According to Mary, their father Herbert played a big part in promoting the adventurous spirit exhibited by Hank and Keith in 1979. She says their dad was always taking the Kohler kids fishing and exploring, and always encouraged them to bring friends along on the outings.
Fast forwarding to 2008, Hank and Keith Kohler both live in Ames, where Hank now owns and operates the Happy Joe's Pizza Restaurant where he and Weidemann met. The 6'9" Keith Kohler, who played basketball at Morningside College in the late 1970s, works for the Soil Tilth Laboratory at Iowa State Univesrity.
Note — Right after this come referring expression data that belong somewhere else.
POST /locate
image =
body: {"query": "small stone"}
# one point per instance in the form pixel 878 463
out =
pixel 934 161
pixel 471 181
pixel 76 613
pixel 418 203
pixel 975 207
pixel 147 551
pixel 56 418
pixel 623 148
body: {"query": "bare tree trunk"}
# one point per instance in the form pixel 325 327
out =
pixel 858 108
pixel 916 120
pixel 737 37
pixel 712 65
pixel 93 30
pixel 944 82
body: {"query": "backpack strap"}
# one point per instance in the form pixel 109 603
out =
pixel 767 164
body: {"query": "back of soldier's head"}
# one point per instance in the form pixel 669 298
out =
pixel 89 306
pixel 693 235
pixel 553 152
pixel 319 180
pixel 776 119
Their fellow R-U alum and canoe adventurer Rich Wiebke now lives in Salt Lake City.
Author Wiedemann now lives in Madison, Wisconsin, but he will be in Cherokee this Thursday, Oct. 30, from 5:30 -- 7:30 p.m., and the public is invited to come meet him at The Book Vine, located at 204 West Main Street, to hear more about his trip of a lifetime and perhaps purchase a signed copy of "This Water Goes North," if you're so inclined.